- White Rock Mountains Location within Nevada

Highest point
- Peak: White Rock Peak
- Elevation: 2,786 m (9,140 ft)

Geography
- Country: United States
- State: Nevada
- District: Lincoln County
- Range coordinates: 38°14′55″N 114°6′11″W﻿ / ﻿38.24861°N 114.10306°W
- Topo map: USGS White Rock Peak

= White Rock Mountains =

Mountain range in Nevada and Utah, US

The White Rock Mountains are a north-northwest trending mountain range located in eastern Lincoln County, Nevada, with the eastern slopes of the range extending into Beaver and Iron counties of Utah. The north end of the range merges with the Wilson Creek Range on the west.

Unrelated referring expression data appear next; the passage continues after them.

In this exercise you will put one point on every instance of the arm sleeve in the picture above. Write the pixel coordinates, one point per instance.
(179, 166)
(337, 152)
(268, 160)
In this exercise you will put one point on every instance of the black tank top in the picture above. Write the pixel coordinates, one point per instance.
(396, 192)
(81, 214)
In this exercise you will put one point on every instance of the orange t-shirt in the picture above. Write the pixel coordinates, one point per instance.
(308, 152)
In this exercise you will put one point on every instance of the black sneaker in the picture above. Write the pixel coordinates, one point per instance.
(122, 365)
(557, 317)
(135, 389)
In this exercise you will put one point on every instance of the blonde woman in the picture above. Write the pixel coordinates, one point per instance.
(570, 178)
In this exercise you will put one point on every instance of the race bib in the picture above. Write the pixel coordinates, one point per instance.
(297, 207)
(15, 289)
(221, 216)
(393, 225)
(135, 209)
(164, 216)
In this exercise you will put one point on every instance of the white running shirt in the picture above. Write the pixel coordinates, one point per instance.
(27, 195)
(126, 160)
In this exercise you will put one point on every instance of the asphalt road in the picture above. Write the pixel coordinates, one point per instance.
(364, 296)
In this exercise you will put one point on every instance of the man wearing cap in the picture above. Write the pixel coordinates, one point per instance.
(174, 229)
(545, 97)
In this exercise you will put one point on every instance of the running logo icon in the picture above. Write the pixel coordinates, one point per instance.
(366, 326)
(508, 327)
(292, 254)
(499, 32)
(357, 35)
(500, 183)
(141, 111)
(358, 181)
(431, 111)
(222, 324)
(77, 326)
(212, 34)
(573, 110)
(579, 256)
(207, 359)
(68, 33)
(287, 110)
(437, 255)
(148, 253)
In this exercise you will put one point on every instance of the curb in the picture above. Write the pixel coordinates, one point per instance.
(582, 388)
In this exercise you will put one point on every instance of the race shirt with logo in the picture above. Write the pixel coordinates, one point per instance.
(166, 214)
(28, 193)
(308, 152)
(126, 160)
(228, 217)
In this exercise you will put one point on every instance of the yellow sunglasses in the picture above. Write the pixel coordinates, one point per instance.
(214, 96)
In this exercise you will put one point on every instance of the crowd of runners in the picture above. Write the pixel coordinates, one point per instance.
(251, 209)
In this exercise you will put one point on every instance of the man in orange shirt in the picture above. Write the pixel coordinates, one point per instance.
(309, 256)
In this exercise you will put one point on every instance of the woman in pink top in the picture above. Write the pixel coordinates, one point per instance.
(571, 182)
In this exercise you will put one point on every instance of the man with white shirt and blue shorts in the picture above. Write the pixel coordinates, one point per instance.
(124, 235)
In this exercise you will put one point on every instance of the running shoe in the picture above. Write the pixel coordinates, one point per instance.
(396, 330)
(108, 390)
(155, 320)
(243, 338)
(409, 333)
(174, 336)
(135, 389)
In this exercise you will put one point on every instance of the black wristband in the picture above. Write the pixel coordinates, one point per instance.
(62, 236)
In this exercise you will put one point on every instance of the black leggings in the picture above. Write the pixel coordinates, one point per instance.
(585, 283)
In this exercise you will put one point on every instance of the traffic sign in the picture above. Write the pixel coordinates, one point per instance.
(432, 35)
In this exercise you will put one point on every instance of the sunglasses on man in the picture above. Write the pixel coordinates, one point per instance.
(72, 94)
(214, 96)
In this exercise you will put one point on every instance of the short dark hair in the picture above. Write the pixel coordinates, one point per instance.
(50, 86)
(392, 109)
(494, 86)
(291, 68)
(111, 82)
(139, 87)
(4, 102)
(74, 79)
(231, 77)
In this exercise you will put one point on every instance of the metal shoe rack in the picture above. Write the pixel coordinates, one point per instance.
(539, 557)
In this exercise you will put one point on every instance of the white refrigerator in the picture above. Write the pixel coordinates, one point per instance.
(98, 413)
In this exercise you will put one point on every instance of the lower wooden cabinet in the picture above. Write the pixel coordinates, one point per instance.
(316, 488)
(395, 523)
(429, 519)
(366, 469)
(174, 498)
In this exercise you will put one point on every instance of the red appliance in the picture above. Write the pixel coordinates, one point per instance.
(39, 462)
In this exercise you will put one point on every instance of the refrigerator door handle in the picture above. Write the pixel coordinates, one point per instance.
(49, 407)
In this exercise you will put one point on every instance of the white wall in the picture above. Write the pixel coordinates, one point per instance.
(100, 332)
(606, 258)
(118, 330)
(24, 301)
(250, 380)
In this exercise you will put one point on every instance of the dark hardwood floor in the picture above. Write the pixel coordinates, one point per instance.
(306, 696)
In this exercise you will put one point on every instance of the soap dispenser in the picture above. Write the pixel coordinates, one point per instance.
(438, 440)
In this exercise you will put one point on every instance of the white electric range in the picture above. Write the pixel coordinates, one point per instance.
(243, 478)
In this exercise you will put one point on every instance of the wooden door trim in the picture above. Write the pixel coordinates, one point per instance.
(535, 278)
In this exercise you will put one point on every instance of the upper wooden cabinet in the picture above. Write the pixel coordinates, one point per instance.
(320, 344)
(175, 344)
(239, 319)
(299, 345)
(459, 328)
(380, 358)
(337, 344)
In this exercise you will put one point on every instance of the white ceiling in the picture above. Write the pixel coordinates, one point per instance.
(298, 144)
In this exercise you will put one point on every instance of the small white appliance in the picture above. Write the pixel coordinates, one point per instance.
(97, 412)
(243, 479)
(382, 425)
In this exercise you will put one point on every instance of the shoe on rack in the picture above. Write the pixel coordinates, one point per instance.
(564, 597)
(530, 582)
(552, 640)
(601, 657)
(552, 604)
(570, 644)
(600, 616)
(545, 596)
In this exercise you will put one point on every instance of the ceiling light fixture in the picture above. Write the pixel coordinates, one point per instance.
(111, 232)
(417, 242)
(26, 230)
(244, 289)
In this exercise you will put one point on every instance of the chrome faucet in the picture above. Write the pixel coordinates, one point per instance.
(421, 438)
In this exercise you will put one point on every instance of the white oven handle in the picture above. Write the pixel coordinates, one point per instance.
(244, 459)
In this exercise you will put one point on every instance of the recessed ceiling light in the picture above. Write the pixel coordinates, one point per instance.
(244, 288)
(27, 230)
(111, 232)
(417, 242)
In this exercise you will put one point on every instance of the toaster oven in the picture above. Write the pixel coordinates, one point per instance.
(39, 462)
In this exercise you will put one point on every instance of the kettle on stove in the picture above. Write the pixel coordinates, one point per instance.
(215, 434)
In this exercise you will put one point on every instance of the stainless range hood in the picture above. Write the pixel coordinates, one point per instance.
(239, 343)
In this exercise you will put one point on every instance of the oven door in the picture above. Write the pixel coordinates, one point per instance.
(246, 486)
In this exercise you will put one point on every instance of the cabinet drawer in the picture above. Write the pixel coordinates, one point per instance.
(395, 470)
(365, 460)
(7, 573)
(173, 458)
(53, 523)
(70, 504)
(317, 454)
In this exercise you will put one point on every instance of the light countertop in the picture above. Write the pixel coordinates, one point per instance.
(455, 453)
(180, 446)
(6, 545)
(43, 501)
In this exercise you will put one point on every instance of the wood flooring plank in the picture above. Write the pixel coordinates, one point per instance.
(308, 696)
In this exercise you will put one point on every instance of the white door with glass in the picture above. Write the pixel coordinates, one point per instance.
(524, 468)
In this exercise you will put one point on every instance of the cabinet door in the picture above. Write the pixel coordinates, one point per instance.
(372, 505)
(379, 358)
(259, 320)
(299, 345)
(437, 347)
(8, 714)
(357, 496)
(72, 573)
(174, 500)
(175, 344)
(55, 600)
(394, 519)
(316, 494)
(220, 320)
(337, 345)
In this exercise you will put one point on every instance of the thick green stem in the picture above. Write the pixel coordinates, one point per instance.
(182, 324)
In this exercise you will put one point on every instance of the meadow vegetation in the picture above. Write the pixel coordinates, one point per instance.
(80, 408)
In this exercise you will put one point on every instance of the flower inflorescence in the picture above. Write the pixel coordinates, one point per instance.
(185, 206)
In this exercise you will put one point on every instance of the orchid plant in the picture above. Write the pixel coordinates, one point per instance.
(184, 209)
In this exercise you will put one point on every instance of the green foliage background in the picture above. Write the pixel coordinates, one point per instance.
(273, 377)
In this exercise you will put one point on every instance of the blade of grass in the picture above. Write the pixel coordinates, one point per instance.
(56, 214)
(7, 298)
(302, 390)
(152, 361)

To the east the Hamlin Valley bounds the range with the Indian Peak Range of Utah beyond. To the southeast the range merges with the Paradise Mountains of the Nevada–Utah border area. Spring Valley State Park and the Eagle Reservoir lie in the Spring Valley along the southwest margin of the range. The community of Ursine is about two miles downstream from the Eagle Reservoir.

The Camp Valley separates the main portions of the White Rock and Wilson Creek ranges and continues to the southeast to form the northeast headwaters of Meadow Valley Wash through Spring Valley/Eagle Valley.

The White Rock caldera associated with this range was the site of one of the large-volume volcanic eruptions in the Basin and Range Province.

The range was named from the white color of the rocks which form it.